Legislative Yuan passes changes to aviation act

By Sean Lin  /  Staff reporter

The Legislative Yuan yesterday approved draft amendments to the Civil Aviation Act (民用航空法) that include a provision stipulating that airline owners who unexpectedly close down their airlines would face a maximum prison term of three years and a maximum fine of NT$200 million (US$6.86 million).

The draft amendments were proposed in light of TransAsia Airways’ unexpected closure in 2016, which caused losses to its passengers and shareholders.

According to the amended act, airlines must submit a closure plan to the Civil Aeronautics Association (CAA) two months before they intend to end operations.

Airlines that breach this rule would face a fine of between NT$600,000 and NT$3 million, while their owners could be fined between NT$600,000 and NT$12 million.

Airline owners that cause third parties severe losses as a result of unexpected closure would face a maximum prison term of three years and a fine of between NT$20 million and NT$200 million, the amendments say.

They also impose rules on drones, with drones weighing 250g or more or determined by the CAA to be equipped with “special features” requiring to be registered with the agency and local governments, and their owners required to pass a license test administered by the agency.

People who illegally fly drones near airports, flight-restricted areas or no-flight areas would face a fine of between NT$300,000 and NT$1.5 million, and have their drones confiscated.

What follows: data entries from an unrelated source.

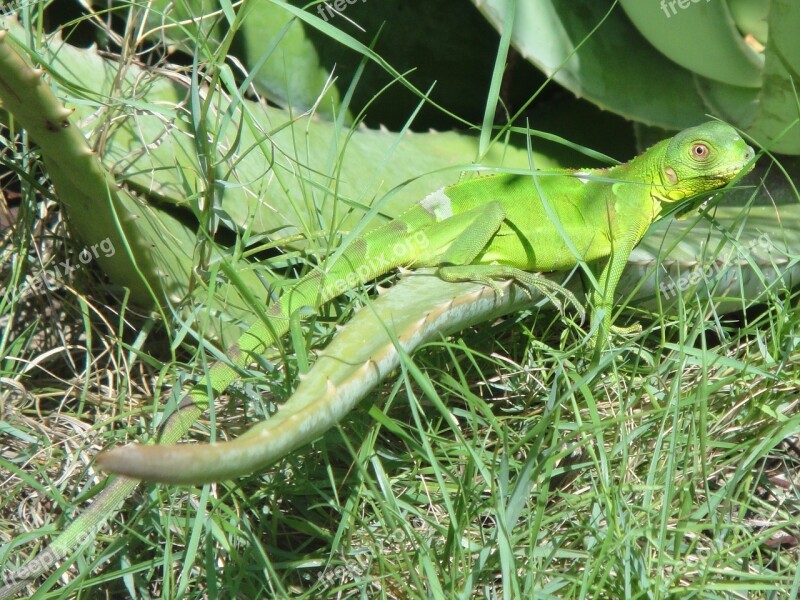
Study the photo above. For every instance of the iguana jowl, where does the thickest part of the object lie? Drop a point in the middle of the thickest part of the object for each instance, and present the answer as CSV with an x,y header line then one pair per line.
x,y
487,229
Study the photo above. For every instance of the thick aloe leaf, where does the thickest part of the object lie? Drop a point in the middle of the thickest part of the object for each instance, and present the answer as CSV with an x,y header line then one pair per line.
x,y
725,57
274,173
152,253
291,60
703,63
283,63
613,67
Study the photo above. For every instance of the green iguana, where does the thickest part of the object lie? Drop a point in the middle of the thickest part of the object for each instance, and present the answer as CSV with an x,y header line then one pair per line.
x,y
499,227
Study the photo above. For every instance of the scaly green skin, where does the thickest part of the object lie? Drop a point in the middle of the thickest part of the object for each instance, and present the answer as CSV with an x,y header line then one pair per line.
x,y
489,229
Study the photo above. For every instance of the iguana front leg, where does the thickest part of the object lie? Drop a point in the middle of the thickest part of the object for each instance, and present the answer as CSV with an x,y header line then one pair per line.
x,y
602,298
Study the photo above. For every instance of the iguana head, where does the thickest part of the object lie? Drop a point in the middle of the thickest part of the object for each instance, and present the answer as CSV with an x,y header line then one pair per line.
x,y
701,159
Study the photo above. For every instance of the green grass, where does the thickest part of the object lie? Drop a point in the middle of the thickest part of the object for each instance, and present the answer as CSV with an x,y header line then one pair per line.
x,y
496,463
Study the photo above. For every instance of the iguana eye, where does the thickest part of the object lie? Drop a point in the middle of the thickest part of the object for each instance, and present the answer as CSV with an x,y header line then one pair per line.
x,y
700,151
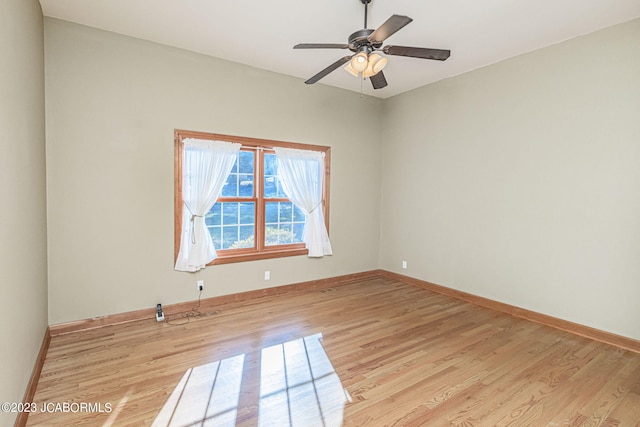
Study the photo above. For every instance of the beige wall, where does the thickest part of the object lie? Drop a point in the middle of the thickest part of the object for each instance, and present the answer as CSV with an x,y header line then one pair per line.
x,y
112,104
520,181
23,266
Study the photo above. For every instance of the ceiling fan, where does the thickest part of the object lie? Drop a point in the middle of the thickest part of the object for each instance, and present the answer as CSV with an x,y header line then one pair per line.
x,y
364,43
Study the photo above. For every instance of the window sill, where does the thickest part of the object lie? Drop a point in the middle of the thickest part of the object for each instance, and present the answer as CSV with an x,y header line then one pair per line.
x,y
228,259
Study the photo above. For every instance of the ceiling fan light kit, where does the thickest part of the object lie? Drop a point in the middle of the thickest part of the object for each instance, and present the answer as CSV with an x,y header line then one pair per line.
x,y
364,43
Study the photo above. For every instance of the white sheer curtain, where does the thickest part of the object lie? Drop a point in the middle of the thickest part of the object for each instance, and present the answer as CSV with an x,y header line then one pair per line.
x,y
301,173
205,168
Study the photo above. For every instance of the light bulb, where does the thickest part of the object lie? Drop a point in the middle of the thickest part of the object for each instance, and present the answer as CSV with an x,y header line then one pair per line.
x,y
360,61
376,64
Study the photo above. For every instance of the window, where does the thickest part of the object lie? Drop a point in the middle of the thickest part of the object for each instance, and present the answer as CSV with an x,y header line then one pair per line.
x,y
252,218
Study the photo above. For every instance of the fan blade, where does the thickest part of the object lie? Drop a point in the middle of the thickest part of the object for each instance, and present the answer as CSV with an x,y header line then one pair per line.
x,y
378,81
390,26
320,46
329,69
417,52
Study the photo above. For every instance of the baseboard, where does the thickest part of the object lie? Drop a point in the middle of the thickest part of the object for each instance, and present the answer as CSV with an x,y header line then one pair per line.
x,y
574,328
207,304
216,302
30,392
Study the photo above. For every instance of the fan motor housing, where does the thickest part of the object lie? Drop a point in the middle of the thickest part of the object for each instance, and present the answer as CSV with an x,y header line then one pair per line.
x,y
360,38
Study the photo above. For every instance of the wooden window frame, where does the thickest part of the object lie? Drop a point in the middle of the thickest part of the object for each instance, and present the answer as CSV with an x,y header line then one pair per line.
x,y
260,250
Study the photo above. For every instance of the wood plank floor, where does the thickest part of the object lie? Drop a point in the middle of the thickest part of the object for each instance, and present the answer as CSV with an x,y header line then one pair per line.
x,y
375,352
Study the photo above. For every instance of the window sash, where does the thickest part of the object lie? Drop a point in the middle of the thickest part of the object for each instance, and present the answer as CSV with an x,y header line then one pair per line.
x,y
261,146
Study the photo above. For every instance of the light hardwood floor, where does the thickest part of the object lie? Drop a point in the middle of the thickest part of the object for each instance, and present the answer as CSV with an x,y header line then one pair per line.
x,y
376,352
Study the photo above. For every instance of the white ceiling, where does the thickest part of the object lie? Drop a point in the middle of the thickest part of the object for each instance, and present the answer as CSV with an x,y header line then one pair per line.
x,y
262,33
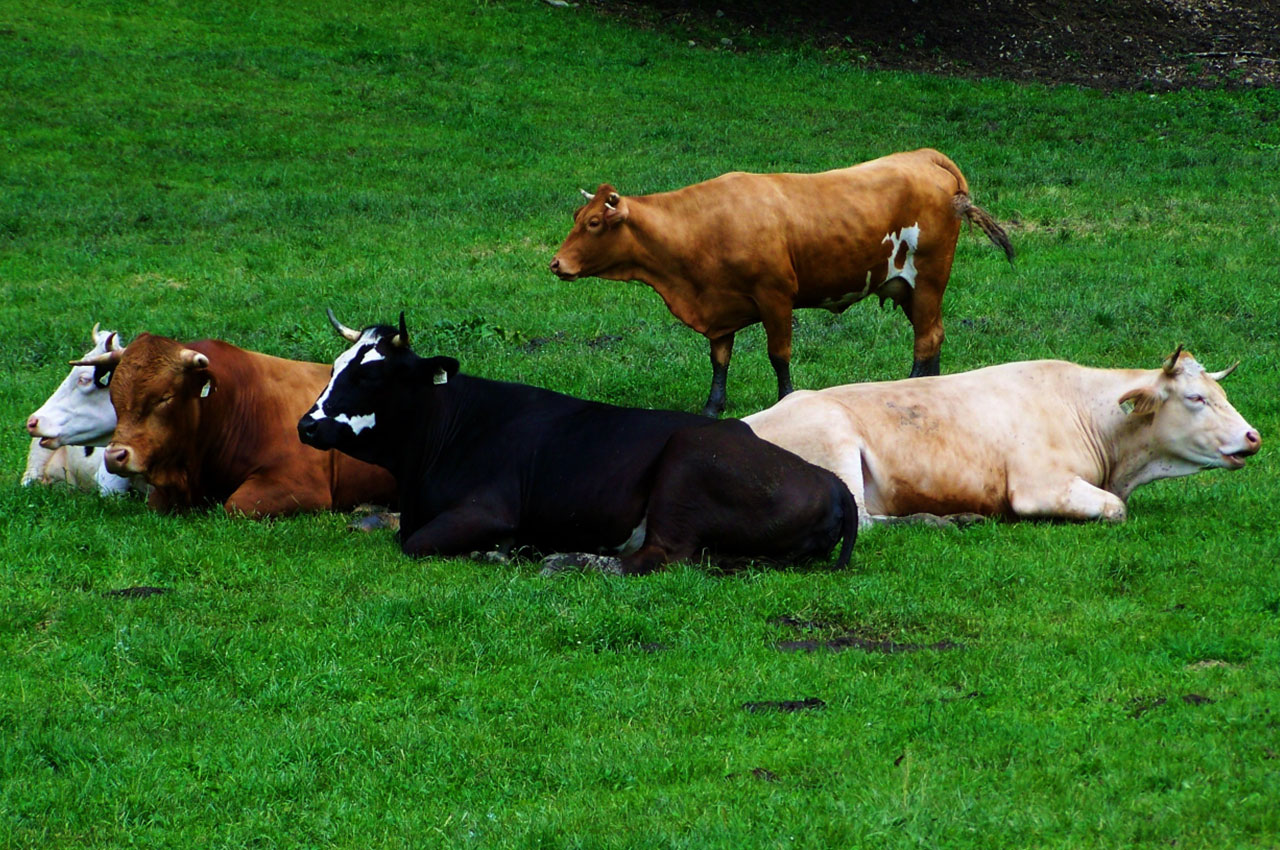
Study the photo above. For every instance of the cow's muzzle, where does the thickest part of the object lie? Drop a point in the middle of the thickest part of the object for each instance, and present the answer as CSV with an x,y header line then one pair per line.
x,y
307,429
1252,443
560,270
119,460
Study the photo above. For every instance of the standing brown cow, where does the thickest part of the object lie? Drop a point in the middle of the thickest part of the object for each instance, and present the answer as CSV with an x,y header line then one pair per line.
x,y
744,247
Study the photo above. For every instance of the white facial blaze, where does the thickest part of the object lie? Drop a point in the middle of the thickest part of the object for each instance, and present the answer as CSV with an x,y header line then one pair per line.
x,y
365,344
906,270
356,423
80,411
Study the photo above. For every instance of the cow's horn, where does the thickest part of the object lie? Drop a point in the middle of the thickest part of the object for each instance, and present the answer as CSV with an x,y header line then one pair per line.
x,y
347,333
192,359
401,338
1225,371
105,359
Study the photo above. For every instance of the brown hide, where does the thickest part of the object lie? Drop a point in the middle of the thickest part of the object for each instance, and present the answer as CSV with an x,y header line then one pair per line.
x,y
744,247
237,444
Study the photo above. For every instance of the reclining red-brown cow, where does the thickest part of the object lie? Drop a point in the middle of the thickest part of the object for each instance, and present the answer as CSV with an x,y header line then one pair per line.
x,y
210,423
744,247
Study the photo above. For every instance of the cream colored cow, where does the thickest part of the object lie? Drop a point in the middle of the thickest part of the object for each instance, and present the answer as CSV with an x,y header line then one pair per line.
x,y
1025,439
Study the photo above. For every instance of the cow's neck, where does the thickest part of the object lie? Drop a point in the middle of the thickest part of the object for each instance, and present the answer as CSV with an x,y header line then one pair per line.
x,y
229,433
1133,456
659,255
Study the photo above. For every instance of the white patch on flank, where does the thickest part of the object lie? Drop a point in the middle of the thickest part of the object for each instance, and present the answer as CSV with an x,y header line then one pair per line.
x,y
636,538
357,423
912,237
344,360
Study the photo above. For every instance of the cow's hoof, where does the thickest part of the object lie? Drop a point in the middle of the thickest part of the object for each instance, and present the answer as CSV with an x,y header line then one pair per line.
x,y
375,522
581,562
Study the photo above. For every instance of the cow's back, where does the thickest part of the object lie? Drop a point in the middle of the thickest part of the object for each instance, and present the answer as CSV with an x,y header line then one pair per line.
x,y
827,231
941,444
257,434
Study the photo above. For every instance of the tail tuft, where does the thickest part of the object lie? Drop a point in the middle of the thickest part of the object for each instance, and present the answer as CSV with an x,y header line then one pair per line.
x,y
974,214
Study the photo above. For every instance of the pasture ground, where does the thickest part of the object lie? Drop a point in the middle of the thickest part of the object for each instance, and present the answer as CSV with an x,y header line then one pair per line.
x,y
232,169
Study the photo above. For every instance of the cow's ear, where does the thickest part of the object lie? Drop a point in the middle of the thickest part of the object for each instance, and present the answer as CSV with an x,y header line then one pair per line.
x,y
192,360
440,369
1144,401
616,209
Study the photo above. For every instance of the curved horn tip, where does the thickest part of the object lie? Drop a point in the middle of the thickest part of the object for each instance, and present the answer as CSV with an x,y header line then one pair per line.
x,y
347,333
105,359
1226,371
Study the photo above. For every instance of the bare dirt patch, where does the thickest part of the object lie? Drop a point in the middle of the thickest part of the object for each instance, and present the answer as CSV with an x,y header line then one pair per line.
x,y
1104,44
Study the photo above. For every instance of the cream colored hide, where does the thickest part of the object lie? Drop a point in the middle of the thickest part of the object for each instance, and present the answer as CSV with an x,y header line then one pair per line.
x,y
78,466
1025,439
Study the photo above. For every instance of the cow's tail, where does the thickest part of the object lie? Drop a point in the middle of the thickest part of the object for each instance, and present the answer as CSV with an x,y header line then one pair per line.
x,y
974,214
970,211
849,525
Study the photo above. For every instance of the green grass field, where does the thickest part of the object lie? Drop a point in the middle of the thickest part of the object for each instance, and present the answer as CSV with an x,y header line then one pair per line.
x,y
231,170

Meanwhile, proposed amendments to the Alternative Service Regulations for Military Service (替代役實施條例) were approved after a third reading, giving Aboriginal conscripts priority to perform services at their settlements when being assigned their alternative military service.

New Power Party Legislator Kawlo Iyun Pacidal, an Amis, and Democratic Progressive Party Legislator Chen Ying (陳瑩), a Puyuma, who proposed the amendments, said the new stipulation would allow young Aborigines to learn more about their culture.

A new rule introduced by People First Party (PFP) Legislator Chen Yi-chieh (陳怡潔) stipulates that supervisors of alternative service personnel who assault, verbally insult or cause the health of personnel to seriously deteriorate are to be fined between NT$50,000 and NT$500,000.

Chen Yi-chieh said the new rule is an improvement on former regulations, which only stipulated that the quota on the number of alternative service personnel a government or public agency could recruit should be reduced or canceled if it is found to have mistreated alternative service personnel.

That did not provide conscripts with enough protection, the PFP lawmaker said.